Angka-angka yang dikemukakan Trump mungkin sewenang-wenang, namun kecenderungannya jelas. Mengingat kegairahannya keterangan ke Bloomberg mengenai “tarif” sebagai “kata terindah dalam kamus”, ada banyak alasan untuk menanggapi pernyataannya dengan serius.
Trump melihat tarif sebagai semacam pisau Swiss Army: alat serba guna yang mampu menyelesaikan masalah apa pun. Namun tugas-tugas besar dan menyeluruh yang ia usulkan tidak akan mencapai dampak menguntungkan seperti yang ia anggap berasal dari tugas-tugas tersebut. Namun, dalam bentuk yang lebih tepat sasaran dan disesuaikan, pajak impor dapat memainkan peran penting dalam membantu membela kepentingan AS dan melawan merkantilisme Tiongkok.

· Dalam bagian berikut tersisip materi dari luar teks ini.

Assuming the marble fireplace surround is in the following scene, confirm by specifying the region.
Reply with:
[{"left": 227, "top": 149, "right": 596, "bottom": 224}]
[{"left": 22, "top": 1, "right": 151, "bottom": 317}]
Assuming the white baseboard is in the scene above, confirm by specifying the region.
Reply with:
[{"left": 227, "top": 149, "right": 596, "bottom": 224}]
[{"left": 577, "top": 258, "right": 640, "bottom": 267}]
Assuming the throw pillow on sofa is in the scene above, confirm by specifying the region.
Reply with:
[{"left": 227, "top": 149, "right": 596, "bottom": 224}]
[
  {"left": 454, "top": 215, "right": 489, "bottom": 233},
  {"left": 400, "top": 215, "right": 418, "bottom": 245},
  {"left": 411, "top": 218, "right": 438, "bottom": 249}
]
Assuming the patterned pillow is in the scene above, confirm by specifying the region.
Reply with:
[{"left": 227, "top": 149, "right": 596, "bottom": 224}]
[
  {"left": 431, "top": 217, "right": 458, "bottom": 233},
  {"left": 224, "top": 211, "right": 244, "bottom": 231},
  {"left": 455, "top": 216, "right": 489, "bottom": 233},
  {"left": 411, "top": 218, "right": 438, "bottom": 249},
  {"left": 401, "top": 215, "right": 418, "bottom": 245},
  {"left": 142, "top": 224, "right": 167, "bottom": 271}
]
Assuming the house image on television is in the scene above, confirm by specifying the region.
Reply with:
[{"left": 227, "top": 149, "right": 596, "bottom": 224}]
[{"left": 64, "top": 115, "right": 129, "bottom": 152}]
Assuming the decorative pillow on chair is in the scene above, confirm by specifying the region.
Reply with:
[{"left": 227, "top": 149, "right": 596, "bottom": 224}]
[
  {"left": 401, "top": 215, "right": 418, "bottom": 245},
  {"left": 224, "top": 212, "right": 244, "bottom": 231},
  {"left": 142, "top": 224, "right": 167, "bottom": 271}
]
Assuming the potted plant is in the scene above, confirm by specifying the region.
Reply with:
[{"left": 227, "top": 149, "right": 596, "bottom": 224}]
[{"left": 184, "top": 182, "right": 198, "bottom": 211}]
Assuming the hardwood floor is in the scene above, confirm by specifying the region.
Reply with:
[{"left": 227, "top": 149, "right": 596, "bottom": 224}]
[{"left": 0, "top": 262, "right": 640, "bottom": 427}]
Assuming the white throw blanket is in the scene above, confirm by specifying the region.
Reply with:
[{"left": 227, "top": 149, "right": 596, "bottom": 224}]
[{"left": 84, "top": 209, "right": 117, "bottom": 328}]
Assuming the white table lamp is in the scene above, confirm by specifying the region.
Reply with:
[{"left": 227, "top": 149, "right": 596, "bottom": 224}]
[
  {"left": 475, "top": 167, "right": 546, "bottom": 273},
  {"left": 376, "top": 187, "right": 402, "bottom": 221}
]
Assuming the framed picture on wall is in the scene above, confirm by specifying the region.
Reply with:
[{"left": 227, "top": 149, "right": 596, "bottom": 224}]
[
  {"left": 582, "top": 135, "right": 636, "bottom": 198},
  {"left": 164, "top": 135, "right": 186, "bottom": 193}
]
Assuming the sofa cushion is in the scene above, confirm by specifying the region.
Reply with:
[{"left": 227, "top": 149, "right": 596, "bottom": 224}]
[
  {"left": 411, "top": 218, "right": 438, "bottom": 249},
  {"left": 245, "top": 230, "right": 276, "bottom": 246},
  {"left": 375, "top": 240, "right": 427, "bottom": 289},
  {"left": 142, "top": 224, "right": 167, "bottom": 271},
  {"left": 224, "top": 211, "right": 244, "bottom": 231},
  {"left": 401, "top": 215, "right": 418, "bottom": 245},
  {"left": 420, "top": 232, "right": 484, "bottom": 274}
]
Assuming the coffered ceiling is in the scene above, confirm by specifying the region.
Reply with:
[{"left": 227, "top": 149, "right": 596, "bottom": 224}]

Ancaman tarif yang lebih tinggi tidak akan memaksa Tiongkok untuk membendung ekspor fentanil dan obat-obatan mematikan lainnya, sesuatu yang menurut laporan komite kongres AS jelas bisa dilakukan. dahulu kala apakah itu benar-benar diinginkannya. Dengan sendirinya, tarif juga tidak akan memulihkan kondisi manufaktur Amerika atau mengembalikan industri yang pindah ke luar negeri karena tingginya biaya tenaga kerja, kurangnya pekerja yang terlatih, atau peraturan lingkungan hidup. Pajak yang lebih tinggi pada sebagian besar barang impor dapat meningkatkan pendapatan pemerintah federal, namun hal ini akan meningkatkan biaya bagi konsumen dan membantu menghidupkan kembali inflasi, sehingga berpotensi menciptakan kembali kondisi yang membantu Trump terpilih kembali.
Yang paling penting, tarif AS yang lebih tinggi tidak akan memaksa Partai Komunis Tiongkok (PKT) untuk meninggalkan kebijakannya yang khas pendekatan merkantilis-Leninis ke bidang ekonomi.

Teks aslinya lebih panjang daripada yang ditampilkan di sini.